Der Tag ist gekommen.
Schon seit einiger Zeit spielten wir in Gedanken durch, ob wir das durchziehen und was wir dazu tragen werden.
Waltraut erzählte uns von einer ehrwürdigen Kiste, die unglaubliche Schätze für unser Vorhaben bereit hält.
Es ist kurz vor vier.
Gertrut und Waltraut trudeln ein.
Mit wirklich vielen Kleidungsstücken im Gepäck.
„Oh weia!“, sage ich nur lachend bei dem Blick in die riesigen Taschen.
Ich zeige Waltraut, wo sie die Sachen hinlegen kann und hole drei Gläser mit Schampus vor.
Erstmal ein Schlückchen trinken.
Wir lachen uns schlapp, bei dem Gedanken …
die Gesichter …
wenn wir vor den Türen stehen und brüllen: „Süßes! Sonst gibt´s Saures!“
Wir ollen hässlichen Weiber!
Eigentlich ist das ja den Kindern vorbehalten, doch mit dieser Regel werden wir heute brechen.
Gertrut verfügt über ein Leben voller Bühnenerfahrung und kann wirklich hervorragend schminken.
Ich lege munter gruselige Dickebacken-Musik in den CD-Spieler ein.
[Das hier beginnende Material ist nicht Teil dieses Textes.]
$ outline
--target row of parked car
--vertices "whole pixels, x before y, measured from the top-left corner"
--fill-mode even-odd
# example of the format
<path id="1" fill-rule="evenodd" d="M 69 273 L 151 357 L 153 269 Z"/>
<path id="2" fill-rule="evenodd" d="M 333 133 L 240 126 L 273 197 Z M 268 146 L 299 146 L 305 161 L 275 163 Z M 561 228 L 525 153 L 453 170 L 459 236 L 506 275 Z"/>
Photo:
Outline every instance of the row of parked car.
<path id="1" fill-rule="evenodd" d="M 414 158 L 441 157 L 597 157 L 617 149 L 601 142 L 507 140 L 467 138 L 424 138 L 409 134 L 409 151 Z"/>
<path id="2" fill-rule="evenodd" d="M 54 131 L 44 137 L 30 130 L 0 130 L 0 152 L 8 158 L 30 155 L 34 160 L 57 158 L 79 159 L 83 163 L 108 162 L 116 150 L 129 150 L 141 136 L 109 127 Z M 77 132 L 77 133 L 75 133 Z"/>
Den Lautstärkeregler ordentlich hoch gedreht! Waltraut wühlt in den Klamotten.
Zugegeben, sie riechen genau so, wie sie den Eindruck erwecken! Staubig und moderig!
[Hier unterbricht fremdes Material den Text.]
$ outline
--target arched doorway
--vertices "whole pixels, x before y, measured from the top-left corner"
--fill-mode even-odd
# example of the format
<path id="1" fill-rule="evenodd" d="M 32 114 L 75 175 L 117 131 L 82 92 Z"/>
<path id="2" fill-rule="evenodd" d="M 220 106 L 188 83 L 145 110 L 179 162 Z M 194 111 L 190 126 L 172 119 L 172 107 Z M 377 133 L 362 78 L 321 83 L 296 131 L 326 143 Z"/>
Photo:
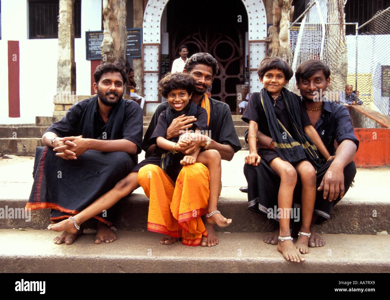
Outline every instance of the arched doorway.
<path id="1" fill-rule="evenodd" d="M 199 0 L 191 14 L 186 1 L 170 0 L 166 7 L 169 34 L 170 65 L 178 57 L 181 45 L 189 55 L 207 52 L 218 62 L 220 71 L 214 77 L 211 97 L 227 103 L 236 111 L 236 85 L 245 82 L 245 33 L 248 18 L 241 0 Z M 205 9 L 202 9 L 202 8 Z"/>
<path id="2" fill-rule="evenodd" d="M 166 53 L 169 53 L 170 62 L 172 64 L 173 59 L 178 57 L 177 48 L 181 42 L 188 42 L 187 46 L 190 53 L 207 49 L 220 61 L 220 66 L 222 67 L 221 72 L 214 79 L 212 95 L 228 103 L 232 111 L 233 107 L 235 108 L 236 84 L 244 80 L 240 77 L 245 74 L 245 58 L 243 30 L 248 33 L 250 93 L 259 91 L 261 88 L 257 71 L 260 62 L 266 55 L 264 39 L 267 35 L 267 21 L 262 0 L 232 2 L 199 0 L 196 2 L 149 0 L 144 12 L 142 31 L 143 92 L 147 103 L 158 102 L 157 86 L 160 75 L 163 12 L 167 5 L 174 6 L 176 4 L 178 5 L 180 4 L 177 4 L 180 2 L 184 3 L 186 6 L 178 10 L 177 14 L 168 16 L 167 20 L 169 22 L 178 18 L 181 21 L 176 24 L 179 28 L 176 28 L 177 32 L 174 46 L 172 46 L 173 35 L 172 33 L 169 34 L 169 50 Z M 227 16 L 227 11 L 230 12 L 230 18 Z M 241 24 L 238 25 L 240 23 Z M 241 27 L 241 25 L 243 25 L 242 23 L 246 25 Z M 189 26 L 191 24 L 192 26 Z M 212 26 L 219 26 L 219 30 L 214 30 Z M 245 26 L 246 28 L 244 28 Z M 208 28 L 208 32 L 205 32 L 205 28 Z M 184 29 L 187 31 L 183 33 Z M 216 34 L 213 34 L 213 31 L 216 31 Z M 212 45 L 213 49 L 208 50 L 211 48 Z M 232 53 L 233 56 L 230 58 Z M 156 58 L 158 58 L 156 59 Z M 237 59 L 233 60 L 234 58 Z"/>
Wie geschaffen für dieses Fest.
Bei einem Waschgang wären sie vermutlich zerfallen!
Der Raum füllt sich mit dem gruftigen Muff und wieder müssen wir kichern, bei dem Gedanken …
erfreuen uns jetzt schon den gerümpften Nasen.
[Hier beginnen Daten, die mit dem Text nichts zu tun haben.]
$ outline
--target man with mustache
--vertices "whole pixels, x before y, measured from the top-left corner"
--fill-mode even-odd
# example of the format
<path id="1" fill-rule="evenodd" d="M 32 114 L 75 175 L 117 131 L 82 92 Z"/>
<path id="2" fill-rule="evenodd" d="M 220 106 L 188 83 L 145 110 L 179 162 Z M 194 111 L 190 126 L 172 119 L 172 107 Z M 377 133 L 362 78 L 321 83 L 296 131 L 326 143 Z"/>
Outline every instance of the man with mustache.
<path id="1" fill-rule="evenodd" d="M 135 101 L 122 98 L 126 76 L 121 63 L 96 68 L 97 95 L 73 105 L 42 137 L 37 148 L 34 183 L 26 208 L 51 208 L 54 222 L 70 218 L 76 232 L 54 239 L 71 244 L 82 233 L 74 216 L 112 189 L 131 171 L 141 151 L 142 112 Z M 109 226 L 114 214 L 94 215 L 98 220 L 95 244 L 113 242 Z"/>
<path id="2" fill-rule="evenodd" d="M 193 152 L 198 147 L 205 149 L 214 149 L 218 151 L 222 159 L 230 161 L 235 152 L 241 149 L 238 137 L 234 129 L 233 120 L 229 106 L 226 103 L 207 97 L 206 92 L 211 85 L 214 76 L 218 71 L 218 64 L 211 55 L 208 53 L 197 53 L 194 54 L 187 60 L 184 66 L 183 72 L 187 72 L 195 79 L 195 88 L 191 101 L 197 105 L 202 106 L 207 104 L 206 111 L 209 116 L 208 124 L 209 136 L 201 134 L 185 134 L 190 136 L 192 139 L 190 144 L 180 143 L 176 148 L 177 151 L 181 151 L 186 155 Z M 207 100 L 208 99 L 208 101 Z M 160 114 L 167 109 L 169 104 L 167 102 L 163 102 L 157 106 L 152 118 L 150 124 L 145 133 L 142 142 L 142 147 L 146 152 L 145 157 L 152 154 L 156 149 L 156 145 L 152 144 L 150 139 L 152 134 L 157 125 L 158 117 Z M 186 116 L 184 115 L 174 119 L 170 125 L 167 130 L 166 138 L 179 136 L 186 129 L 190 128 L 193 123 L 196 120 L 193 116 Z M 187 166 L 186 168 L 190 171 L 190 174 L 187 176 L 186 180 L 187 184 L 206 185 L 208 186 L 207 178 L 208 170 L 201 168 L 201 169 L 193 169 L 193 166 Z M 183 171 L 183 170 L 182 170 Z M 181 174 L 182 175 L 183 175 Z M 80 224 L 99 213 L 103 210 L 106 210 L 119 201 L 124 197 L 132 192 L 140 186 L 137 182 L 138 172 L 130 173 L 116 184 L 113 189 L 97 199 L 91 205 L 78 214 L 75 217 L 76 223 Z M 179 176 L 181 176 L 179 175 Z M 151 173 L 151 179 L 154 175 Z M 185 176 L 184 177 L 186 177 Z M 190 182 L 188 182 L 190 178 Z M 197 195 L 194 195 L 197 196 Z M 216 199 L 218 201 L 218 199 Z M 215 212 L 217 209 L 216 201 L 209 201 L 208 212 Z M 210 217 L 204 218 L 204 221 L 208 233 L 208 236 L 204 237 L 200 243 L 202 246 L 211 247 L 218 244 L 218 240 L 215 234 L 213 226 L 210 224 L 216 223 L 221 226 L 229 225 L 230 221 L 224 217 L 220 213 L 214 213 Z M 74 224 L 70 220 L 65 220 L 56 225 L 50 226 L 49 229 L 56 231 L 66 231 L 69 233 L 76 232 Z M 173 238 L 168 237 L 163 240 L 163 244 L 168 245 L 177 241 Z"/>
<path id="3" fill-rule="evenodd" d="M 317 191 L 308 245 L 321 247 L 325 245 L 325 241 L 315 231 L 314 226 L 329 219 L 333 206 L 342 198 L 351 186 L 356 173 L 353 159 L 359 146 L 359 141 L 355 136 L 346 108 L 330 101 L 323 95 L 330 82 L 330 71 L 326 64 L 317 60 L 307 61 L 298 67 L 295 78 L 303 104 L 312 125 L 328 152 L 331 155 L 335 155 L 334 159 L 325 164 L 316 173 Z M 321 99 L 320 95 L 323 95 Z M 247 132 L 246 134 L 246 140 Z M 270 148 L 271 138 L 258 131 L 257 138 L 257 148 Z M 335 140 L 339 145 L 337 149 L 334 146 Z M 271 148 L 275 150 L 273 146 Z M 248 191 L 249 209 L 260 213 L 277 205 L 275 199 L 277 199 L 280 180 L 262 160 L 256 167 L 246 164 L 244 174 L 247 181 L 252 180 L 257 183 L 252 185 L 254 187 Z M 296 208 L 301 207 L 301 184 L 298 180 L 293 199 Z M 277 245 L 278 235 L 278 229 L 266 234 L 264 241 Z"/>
Heben die Gläser und stoßen an.
Mein Gesicht wird nun noch blasser gepudert. Dunkle Schatten legt Gertrut unter meine Guckerchen.
Ein Blick in den Spiegel.
Wunderbar.
Nun noch etwas Schwärze unter die Wangenknochen und das Kinn, und jetzt bin ich wirklich zum Gruseln.
Und das Gute ist: Die Falten sind völlig
natürlich, nichts braucht künstlich hinzugefügt werden!
„Meine Güte, bin ich hässlich!“, rufe ich und kriege mich kaum ein vor Lachen.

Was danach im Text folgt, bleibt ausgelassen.